Allwyn, which took over running the lottery days ago, said reasons ranged from religious beliefs to low sales.

But one postmaster said he would have “lost a significant amount of money” if he continued to sell them.

The National Federation of SubPostmasters (NFSP) said, for many, the issue is scratchcards.

“We would still be selling [lottery tickets] if it wasn’t for the scratchcards,” said Calum Greenhow, who runs a post office in Scotland with his wife, and is the chief executive of the NFSP.

Under the previous group contract, the Post Office would cover the cost of the cards, but now each individual branch must pay for them themselves.

Since they refresh every six weeks or so, Mr Greenhow said they risk losing money on unsold stock.

And, under Gambling Commission rules, retailers are not allowed to sell lottery tickets without also stocking scratchcards.

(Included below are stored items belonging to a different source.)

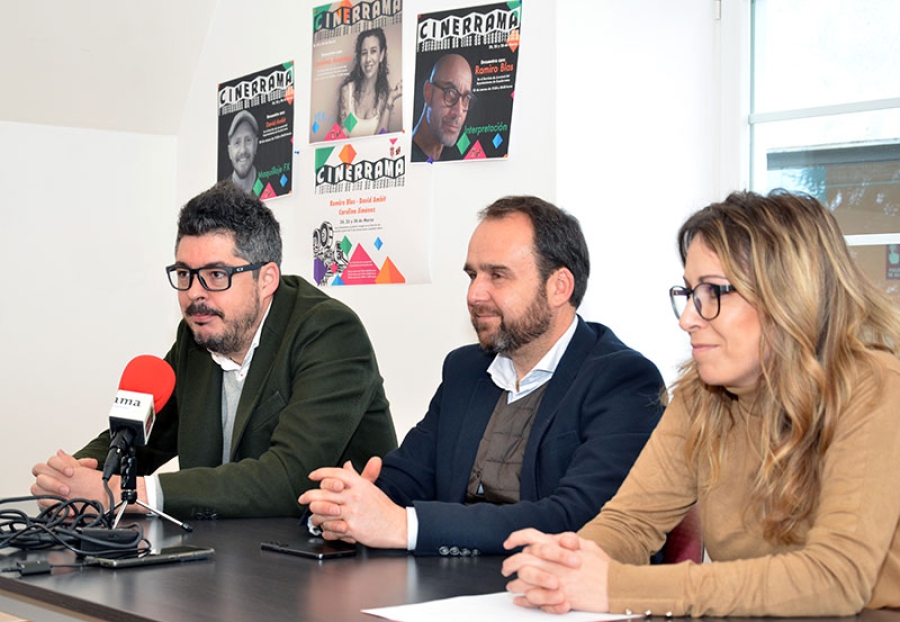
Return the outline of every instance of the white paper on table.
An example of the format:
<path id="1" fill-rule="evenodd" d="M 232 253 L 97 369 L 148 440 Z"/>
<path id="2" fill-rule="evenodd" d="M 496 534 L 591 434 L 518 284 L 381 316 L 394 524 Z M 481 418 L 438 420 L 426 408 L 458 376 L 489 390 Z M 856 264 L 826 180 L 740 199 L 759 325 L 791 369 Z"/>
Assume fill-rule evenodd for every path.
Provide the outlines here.
<path id="1" fill-rule="evenodd" d="M 640 618 L 641 615 L 613 613 L 587 613 L 570 611 L 564 614 L 545 613 L 540 609 L 527 609 L 513 604 L 514 594 L 497 592 L 480 596 L 456 596 L 413 605 L 363 609 L 363 613 L 393 620 L 394 622 L 606 622 Z"/>

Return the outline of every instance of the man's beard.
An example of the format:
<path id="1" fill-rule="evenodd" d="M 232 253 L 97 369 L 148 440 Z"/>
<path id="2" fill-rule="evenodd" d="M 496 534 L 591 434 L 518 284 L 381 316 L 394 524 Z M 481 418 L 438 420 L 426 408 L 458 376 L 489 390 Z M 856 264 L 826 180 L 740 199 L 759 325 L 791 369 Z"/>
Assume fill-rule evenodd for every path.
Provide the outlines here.
<path id="1" fill-rule="evenodd" d="M 493 354 L 515 352 L 550 329 L 552 312 L 550 311 L 550 305 L 547 304 L 547 294 L 543 288 L 538 288 L 538 293 L 521 318 L 507 321 L 501 315 L 500 326 L 497 327 L 496 332 L 493 334 L 478 330 L 478 320 L 474 316 L 483 308 L 485 307 L 474 307 L 472 309 L 472 326 L 475 327 L 481 347 Z"/>
<path id="2" fill-rule="evenodd" d="M 253 159 L 251 158 L 249 162 L 248 161 L 235 162 L 235 163 L 233 163 L 233 167 L 234 167 L 235 174 L 238 177 L 240 177 L 241 179 L 245 179 L 247 177 L 247 175 L 250 174 L 250 171 L 253 170 Z"/>
<path id="3" fill-rule="evenodd" d="M 252 335 L 249 333 L 256 323 L 256 318 L 259 317 L 259 297 L 254 295 L 254 298 L 252 308 L 225 324 L 220 334 L 204 337 L 197 334 L 197 331 L 192 331 L 194 333 L 194 341 L 198 345 L 222 356 L 230 356 L 246 349 L 252 339 Z M 225 316 L 221 311 L 207 307 L 202 303 L 192 302 L 185 309 L 185 313 L 187 315 L 216 315 L 222 318 L 223 321 L 225 320 Z"/>

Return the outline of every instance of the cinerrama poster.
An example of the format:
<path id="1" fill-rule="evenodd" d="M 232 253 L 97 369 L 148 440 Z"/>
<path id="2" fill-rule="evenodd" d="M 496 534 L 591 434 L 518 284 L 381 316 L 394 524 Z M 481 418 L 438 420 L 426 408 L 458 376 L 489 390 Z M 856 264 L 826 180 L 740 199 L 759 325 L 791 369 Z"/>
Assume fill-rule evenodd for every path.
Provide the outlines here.
<path id="1" fill-rule="evenodd" d="M 294 62 L 219 85 L 218 179 L 260 199 L 291 193 Z"/>
<path id="2" fill-rule="evenodd" d="M 402 0 L 313 9 L 309 142 L 403 129 Z"/>
<path id="3" fill-rule="evenodd" d="M 398 137 L 315 149 L 313 281 L 427 283 L 429 175 L 407 176 Z"/>
<path id="4" fill-rule="evenodd" d="M 413 162 L 507 157 L 521 25 L 521 1 L 419 16 Z"/>

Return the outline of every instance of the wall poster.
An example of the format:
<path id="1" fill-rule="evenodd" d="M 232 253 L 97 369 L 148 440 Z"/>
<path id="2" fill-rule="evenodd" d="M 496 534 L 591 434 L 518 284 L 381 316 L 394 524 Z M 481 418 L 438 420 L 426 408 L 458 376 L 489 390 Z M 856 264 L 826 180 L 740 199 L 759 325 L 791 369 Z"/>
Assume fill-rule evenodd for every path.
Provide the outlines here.
<path id="1" fill-rule="evenodd" d="M 429 282 L 430 171 L 407 175 L 397 137 L 315 149 L 313 282 L 388 285 Z"/>
<path id="2" fill-rule="evenodd" d="M 260 199 L 291 193 L 294 62 L 219 85 L 218 179 Z"/>
<path id="3" fill-rule="evenodd" d="M 411 160 L 505 158 L 522 3 L 419 16 Z"/>
<path id="4" fill-rule="evenodd" d="M 402 0 L 313 9 L 309 142 L 403 129 Z"/>

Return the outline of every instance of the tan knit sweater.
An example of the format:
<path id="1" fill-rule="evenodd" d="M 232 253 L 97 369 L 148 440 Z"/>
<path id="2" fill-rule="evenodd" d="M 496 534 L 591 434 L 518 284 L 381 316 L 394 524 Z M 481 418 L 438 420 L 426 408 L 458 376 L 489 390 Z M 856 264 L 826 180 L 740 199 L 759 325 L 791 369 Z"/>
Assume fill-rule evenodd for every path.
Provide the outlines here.
<path id="1" fill-rule="evenodd" d="M 760 467 L 762 418 L 754 393 L 739 395 L 721 477 L 711 488 L 684 459 L 689 426 L 676 395 L 619 493 L 580 535 L 614 560 L 612 612 L 630 609 L 691 616 L 851 615 L 900 607 L 900 361 L 879 353 L 884 384 L 856 383 L 824 462 L 819 508 L 805 543 L 773 546 L 746 520 Z M 641 564 L 698 501 L 713 563 Z"/>

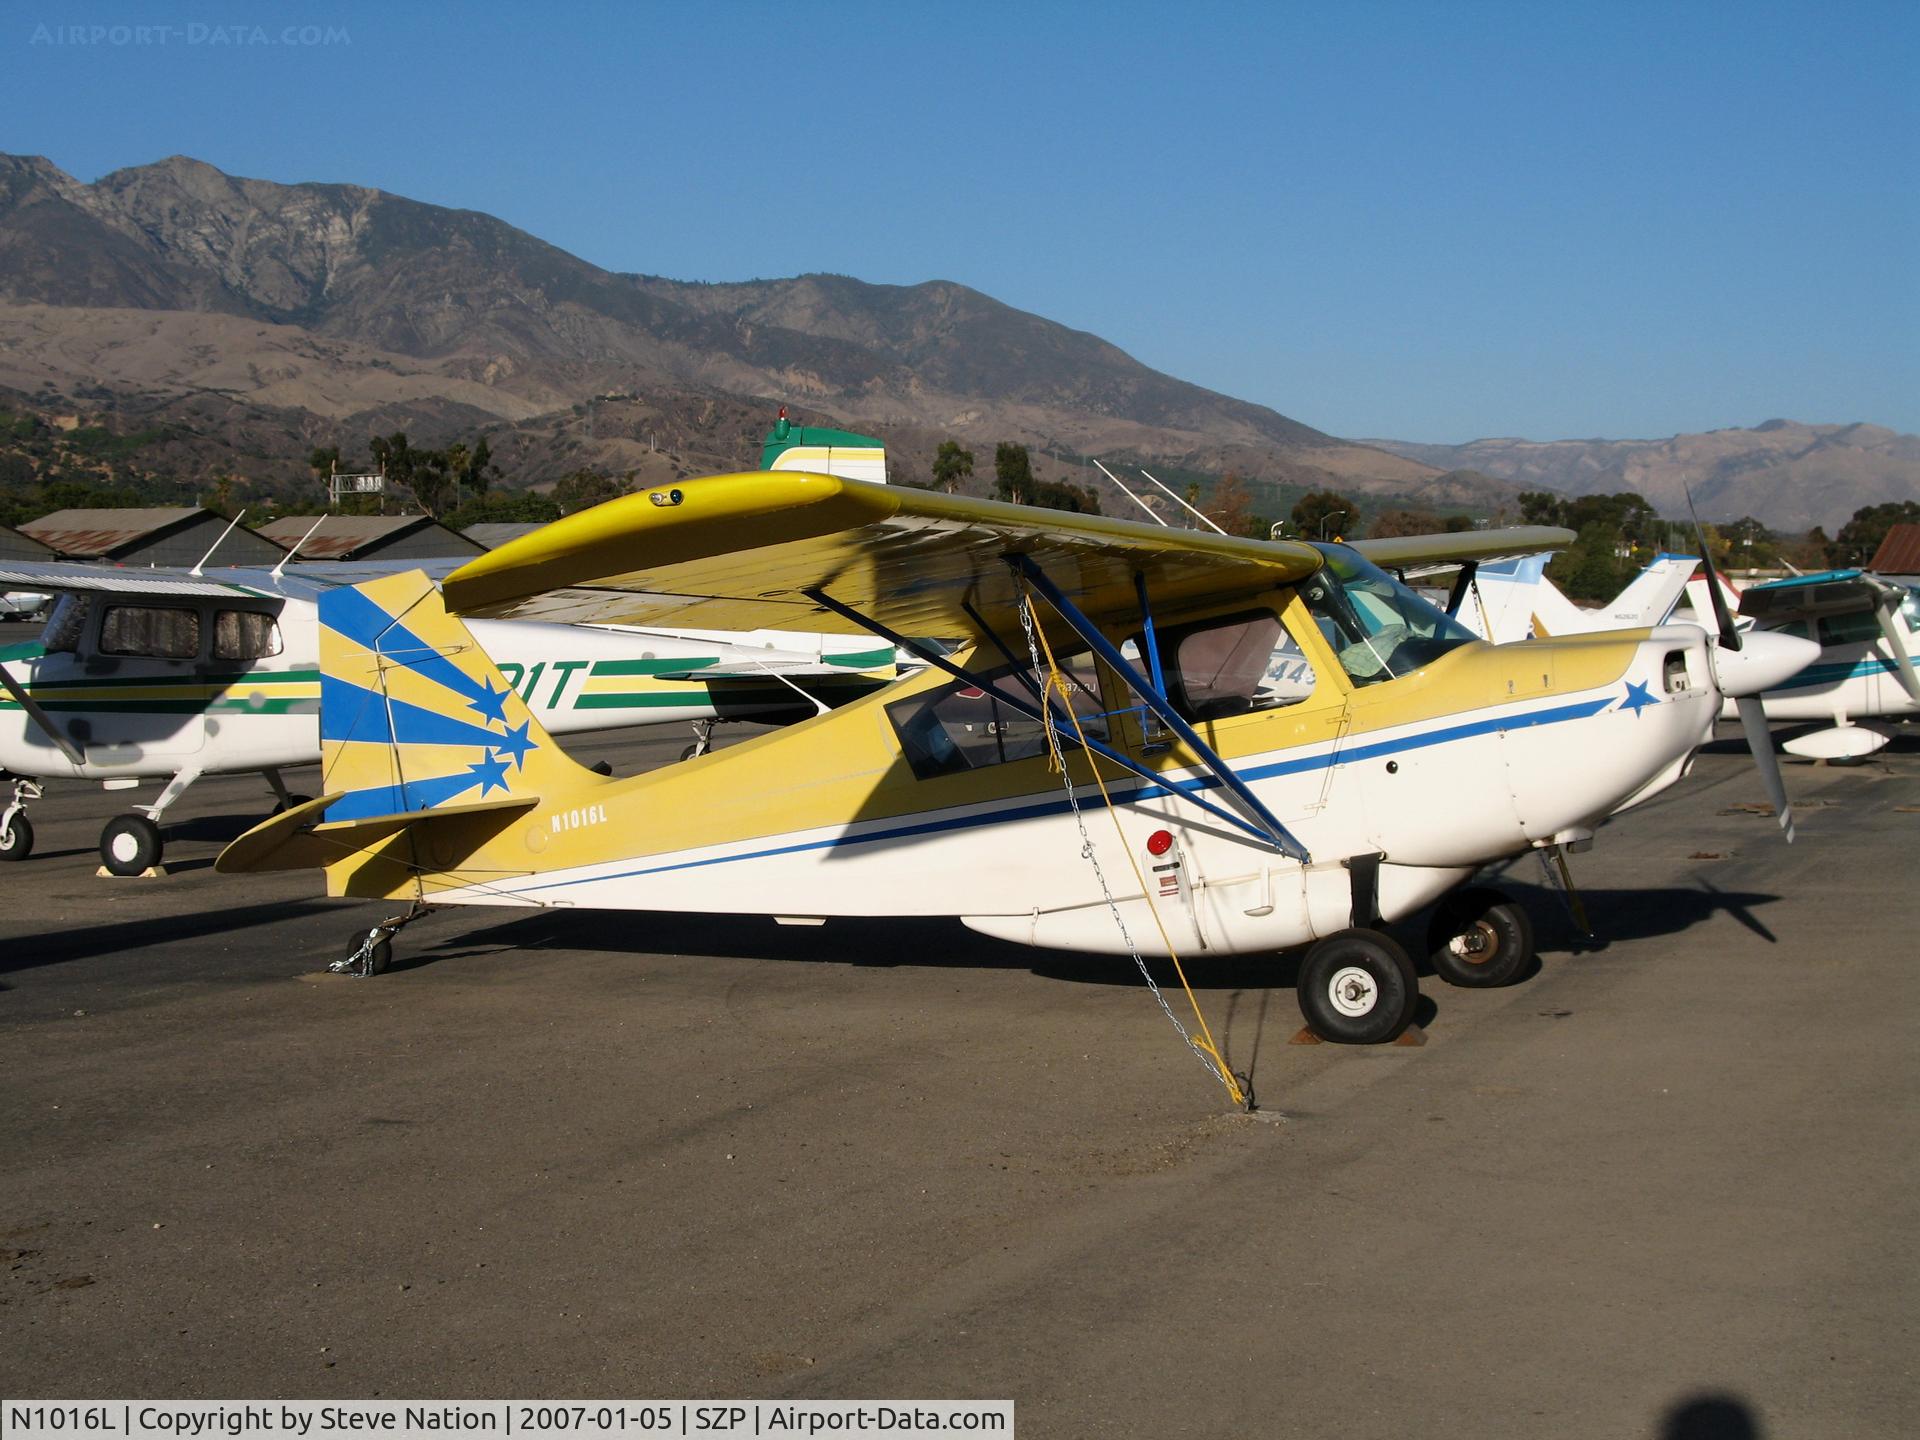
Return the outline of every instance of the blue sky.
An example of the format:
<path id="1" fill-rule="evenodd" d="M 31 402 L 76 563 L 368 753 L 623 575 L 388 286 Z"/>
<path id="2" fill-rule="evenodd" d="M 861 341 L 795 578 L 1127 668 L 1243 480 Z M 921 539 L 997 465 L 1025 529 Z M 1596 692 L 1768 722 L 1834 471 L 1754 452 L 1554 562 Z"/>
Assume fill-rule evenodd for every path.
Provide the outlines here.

New lottery operator Allwyn told the PA news agency that 900 of the 5,800 branches that had previously stocked National Lottery products have not signed up to continue.

It says more than 600 had chosen not to, while up to 200 were unable to because of county court judgements.

The Post Office said it ended the group contract last year at the request of postmasters who wanted to receive full commission from sales – previously the Post Office took around 1% from each transaction.

It says it has spent the past year “supporting postmasters to transition to the new lottery provider”.

Allwyn’s new CEO, Andria Vidler, said a “vast majority” had signed up to the new licence, and that she believes lottery products attract people to the high street.

“Retailers see this as a real encouragement to get people out”, she said.

The company’s 10-year licence operating the lottery started on 1 February. It took over from Camelot which had run it since the game’s launch in 1994.

One of the world’s largest lotteries, the National Lottery has raised more than £48bn for good causes across the UK.